I am pressured all the time to eat things that I can't tolerate because it will make someone else's life easier. I have a long list of things that I can't eat but the most restricting item on the list is corn. The reason it is so restricting is the same reason that it took me years to figure out I couldn't tolerate it. When I thought I was avoiding corn by reading the label, I was ignorant of some essential information. It is in almost everything in a can, box or bag in the grocery store. Corn can be listed under names like lactic acid or sodium lactate(try finding deli meat without this), citric acid (try buying a canned vegetable without this ingredient), maltodextrin, polysorbate, stearic acid, alcohol (try finding vanilla extract without corn), and iodized salt. Most people I talk to think they eat very little corn when they in fact eat corn every day at every meal.

Did you know corn is in white rice, table salt, canned tomatoes, white vinegar, sour cream, tuna, frozen vegetables, breads, and even fresh fruit or veggies that are coated with wax? Are you wondering what you could eat if you were allergic to corn? The answer is horrifying to most people. I can only safely eat fresh meat, brown rice and other grains, fresh vegetables or fruit (that are not waxed), dried legumes, sea salt and single ingredient spices. My family cooks all our meals from scratch now from staples that we drive two hours to buy or order online. There are three grocery stores in my area (40 mile radius) and one of them is a Walmart. None of the three carry any flour, pasta, canned tomatoes, beans or tuna, bread, cream or shampoo that is corn-free. I am able to buy beef and chicken from the small stores without corn added in the form of "broth" but all of the meat in Walmart contains corn now. I am trying to find the money in my budget to buy pasture-finished meat since I worry about all the corn that is forced into the conventional beef at the feed lots. (You do realize that the cows are force fed corn to fatten them up for slaughter, don't you?)

In case you are thinking that I am an oddball or freak and you don't have to worry about such nonsense, consider this: My daughter was diagnosed with asthma two years ago and used an inhaler quite often.

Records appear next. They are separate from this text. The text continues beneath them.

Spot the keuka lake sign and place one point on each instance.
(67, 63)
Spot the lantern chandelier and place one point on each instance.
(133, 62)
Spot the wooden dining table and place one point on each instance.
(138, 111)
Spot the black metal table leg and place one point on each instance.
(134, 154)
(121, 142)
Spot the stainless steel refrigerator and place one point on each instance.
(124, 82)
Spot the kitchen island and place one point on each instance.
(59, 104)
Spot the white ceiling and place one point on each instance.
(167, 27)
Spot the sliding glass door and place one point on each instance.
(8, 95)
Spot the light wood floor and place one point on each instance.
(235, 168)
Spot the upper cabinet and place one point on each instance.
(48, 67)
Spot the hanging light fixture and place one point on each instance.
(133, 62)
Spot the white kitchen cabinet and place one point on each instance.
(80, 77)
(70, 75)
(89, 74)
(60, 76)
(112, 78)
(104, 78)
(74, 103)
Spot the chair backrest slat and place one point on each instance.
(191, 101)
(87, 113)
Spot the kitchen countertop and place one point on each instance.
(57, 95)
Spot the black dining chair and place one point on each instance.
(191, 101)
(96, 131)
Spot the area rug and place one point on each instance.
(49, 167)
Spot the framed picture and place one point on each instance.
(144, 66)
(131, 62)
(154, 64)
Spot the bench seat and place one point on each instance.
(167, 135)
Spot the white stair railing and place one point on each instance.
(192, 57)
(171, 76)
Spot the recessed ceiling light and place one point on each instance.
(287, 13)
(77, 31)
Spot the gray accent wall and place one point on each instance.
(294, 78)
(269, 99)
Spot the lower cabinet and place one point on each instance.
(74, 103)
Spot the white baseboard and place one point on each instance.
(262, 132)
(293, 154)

My health was deteriorating rapidly in the last two years and in my search for answers I discovered a list of corn aliases. We were able to cut corn completely out of our diet for the first time in January 2009. Since January she has not needed her inhaler even once. It's a good thing she didn't need her inhaler since it also contains corn! Ethanol is the propellant of choice for Albuterol and low and behold, ethanol is made from corn.

Can corn be the cause of the asthma epidemic in America? I don't have the answer to that but I do have an idea how we can find out. Every kid that has been diagnosed with asthma could be put on a corn-free diet for two weeks to see if there is any improvement. As you have probably figured out by now, it wouldn't be easy but....what could it hurt?